NPPF Comm3: Misc notes (6)
David Morris
fqmorris at yahoo.com
Thu Sep 11 14:45:24 CDT 2003
Very nice Michael. I'll have to look at this myth again. I didn't know Psyche
was represented as a butterfly/moth. Was it so in ancient times? Can you pass
along some URL's or references?
--- Michael Joseph <mjoseph at rci.rutgers.edu> wrote:
>
> light images also touch lightly on the (Cupid) Psyche imagery of the poem.
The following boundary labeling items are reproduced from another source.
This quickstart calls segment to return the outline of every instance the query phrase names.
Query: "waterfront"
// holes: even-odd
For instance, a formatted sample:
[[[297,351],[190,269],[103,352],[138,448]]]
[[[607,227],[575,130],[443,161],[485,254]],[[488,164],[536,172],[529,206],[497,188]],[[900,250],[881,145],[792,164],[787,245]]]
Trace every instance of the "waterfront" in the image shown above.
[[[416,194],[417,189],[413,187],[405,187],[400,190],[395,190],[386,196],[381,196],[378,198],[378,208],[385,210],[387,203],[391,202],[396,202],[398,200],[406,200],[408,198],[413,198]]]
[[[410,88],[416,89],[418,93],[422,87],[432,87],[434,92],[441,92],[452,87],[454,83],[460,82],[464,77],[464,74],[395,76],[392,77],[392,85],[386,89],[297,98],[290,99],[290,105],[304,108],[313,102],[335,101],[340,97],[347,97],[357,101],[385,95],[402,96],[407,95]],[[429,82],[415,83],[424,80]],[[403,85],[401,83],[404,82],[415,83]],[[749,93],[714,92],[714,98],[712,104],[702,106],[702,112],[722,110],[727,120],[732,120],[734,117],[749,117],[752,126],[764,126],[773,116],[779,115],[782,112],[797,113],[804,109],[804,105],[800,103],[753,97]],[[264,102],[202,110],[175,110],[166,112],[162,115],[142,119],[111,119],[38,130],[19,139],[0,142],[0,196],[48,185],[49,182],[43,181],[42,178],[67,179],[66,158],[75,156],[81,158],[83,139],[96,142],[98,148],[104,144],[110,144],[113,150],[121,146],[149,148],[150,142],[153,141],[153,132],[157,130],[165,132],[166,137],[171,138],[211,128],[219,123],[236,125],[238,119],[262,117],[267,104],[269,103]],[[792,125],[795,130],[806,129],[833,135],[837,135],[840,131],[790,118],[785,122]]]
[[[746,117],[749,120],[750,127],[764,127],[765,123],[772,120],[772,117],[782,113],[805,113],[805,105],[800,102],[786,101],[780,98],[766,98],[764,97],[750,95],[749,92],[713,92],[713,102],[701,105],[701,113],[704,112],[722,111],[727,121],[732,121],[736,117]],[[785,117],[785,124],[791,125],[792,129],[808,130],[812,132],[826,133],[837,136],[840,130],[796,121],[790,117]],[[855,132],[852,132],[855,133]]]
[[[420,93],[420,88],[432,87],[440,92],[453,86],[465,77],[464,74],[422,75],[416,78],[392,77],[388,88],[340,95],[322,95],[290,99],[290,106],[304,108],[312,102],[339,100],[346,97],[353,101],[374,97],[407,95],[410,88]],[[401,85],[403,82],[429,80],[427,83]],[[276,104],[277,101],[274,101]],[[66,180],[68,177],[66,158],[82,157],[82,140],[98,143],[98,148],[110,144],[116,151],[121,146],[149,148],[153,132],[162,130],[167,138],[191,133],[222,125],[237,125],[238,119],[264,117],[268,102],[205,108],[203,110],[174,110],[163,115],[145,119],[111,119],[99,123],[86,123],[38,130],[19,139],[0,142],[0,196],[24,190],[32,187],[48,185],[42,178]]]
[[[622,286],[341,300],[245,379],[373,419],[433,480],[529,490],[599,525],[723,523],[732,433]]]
> Psyche as human spirit, wed to a monster/death, harrower of hell, and
> ultimately immortalized by Jupiter at Cupid's request, is conventionally
> represented (e.g. Gerard, David, Canova) as a butterfly, of which Shade's
> poem includes abundant examples. The Greek word Psyche specifically refers
> to a kind of night moth. Hazel's suicide (following her disastrous efforts
> on behalf of love) occurs at night, and could, conceivably, be thought of
> as a wedding to death (just as Psyche's marriage, arranged by the oracle,
> is portrayed as an execution). The ambiguous nature of revelation is
> nicely figured in Psyche's lamplight discovery of Cupid's reposing body--a
> discovery that simultaneously makes her fall deeply in love with him and
> precipitates his flight that leaves her bereft: the deadly ambiguity of
> the moth beating her wings against the flame.